New-crop futures rose by a slightly greater degree, with the November 2020 contract up by just over £6.50/t on the week to 167.50/t at midday on Wednesday.
Many traders are reluctant to make firm new-crop bids because of the uncertainty over 2020 production.
New crop ex-farm prices
A limited number of price quotes obtained by Farmers Weekly put feed wheat for harvest movement at £152-£156/t and feed barley at £126-£132/t ex-farm.
One of the main firming factors this week was Russia’s decision to limit January-to-June grain exports to 20m tonnes.
The move comes as a result of rising domestic grain prices, and while traders say this is not a tough limit for the market, it has had an effect.
“More government involvement from the major wheat exporters could spell higher volatility ahead, increasing the buying activity in today’s trade,” said commodity analyst CRM.
Further global influences
Support for wheat prices also came with the US Department of Agriculture’s world supply and demand (Wasde) report late last week.
The US winter wheat area, at 12.466m ha, is the smallest since 1910. However, this was largely already factored in to grain prices, said traders.
The report also forecast the lowest end-of-season stocks for five years for 2019-20.

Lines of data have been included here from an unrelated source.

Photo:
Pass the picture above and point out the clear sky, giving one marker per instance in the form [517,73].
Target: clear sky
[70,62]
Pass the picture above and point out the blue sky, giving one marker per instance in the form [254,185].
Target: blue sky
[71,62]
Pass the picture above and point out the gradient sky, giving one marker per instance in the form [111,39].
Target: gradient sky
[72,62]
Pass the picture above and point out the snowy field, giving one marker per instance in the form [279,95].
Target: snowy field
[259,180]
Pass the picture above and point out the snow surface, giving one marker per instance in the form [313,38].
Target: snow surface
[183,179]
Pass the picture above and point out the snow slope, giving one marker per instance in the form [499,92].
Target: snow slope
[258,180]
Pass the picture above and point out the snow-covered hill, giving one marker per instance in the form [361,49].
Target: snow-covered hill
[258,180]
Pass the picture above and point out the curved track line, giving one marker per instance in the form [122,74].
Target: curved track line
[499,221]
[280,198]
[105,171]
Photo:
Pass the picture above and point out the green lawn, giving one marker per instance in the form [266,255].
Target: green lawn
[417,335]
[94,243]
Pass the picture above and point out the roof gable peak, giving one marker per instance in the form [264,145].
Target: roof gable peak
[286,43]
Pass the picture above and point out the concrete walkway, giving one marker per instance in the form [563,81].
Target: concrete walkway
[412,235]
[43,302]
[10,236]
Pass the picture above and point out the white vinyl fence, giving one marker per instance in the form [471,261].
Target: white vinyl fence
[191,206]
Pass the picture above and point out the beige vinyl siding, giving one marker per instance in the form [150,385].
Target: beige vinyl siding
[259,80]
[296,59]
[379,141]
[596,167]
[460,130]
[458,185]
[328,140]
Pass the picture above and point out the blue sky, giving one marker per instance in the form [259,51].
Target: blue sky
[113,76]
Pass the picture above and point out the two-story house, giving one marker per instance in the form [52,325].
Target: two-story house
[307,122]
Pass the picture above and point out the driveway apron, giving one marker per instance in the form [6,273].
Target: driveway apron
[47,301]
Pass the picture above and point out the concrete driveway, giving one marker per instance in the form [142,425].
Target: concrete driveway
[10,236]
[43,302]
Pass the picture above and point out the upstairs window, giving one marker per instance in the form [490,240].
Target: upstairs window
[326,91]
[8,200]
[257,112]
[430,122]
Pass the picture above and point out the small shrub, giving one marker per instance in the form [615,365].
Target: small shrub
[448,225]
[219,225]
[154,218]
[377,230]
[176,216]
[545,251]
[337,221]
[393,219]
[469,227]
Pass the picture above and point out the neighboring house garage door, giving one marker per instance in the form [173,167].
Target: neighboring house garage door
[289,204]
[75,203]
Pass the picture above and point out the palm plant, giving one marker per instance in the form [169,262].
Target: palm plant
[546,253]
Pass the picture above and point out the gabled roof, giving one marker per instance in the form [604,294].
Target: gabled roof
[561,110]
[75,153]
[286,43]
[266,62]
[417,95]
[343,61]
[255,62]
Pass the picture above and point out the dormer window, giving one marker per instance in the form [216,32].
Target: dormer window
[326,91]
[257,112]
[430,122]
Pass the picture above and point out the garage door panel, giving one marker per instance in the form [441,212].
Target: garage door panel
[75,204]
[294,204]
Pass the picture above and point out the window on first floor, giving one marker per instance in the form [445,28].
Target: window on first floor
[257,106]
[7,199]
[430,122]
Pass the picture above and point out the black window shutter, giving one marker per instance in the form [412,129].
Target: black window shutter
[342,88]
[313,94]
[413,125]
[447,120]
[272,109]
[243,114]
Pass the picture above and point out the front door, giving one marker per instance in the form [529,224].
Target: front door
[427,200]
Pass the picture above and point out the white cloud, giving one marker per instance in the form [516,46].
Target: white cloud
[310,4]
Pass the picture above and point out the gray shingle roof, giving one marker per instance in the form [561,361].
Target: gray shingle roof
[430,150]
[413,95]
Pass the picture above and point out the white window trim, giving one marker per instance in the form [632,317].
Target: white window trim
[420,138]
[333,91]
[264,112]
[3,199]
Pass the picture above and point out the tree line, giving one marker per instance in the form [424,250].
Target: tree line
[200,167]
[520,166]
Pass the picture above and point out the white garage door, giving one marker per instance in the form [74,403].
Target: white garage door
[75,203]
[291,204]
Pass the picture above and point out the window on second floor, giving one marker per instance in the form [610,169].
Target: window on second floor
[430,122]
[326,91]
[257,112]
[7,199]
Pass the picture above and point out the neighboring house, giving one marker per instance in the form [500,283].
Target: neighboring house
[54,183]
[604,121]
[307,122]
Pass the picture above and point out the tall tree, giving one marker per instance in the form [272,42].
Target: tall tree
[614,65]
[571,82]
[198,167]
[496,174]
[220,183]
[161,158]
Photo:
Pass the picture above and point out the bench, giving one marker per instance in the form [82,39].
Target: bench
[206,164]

The size of the US maize crop remains uncertain, as 8% of the crop was still not harvested by 8 December.
A 6m-tonne increase in expected feed demand means tighter US end-of-season stocks and a reduced export forecast, also keeping prices firm.
December US stocks were down 5% year-on-year, with an increase in feed demand tightening supplies.
Further afield, Australia’s bushfire crisis has put a stop to farmer selling, pushing futures up to fresh contract highs, said Cofco traders.
Other global factors affecting trade include the planned signing this week of the first phase of a US-China trade deal. However, there is growing doubt over how much trade this will deliver, keeping markets nervous.
Ongoing Middle East tensions continue to affect market sentiment, most directly on oil prices.
UK exporters shifted 741,500t of wheat between 1 July and the end of November 2019, compared with 134,200t in the same period the previous year.
The large harvest and pressure to export by the 31 October Brexit deadline were the main drivers, helped by a weak pound.
However, HMRC figures show that at 67,700t in November, wheat exports were the lowest monthly volume since July 2019, and way down on October’s 257,300t.
Wheat imports at 39,000t in November were at the lowest monthly rate since February 2007.
Maize imports so far this season (July-November) totalled 1m tonnes, just below last year’s record of 1.1m tonnes.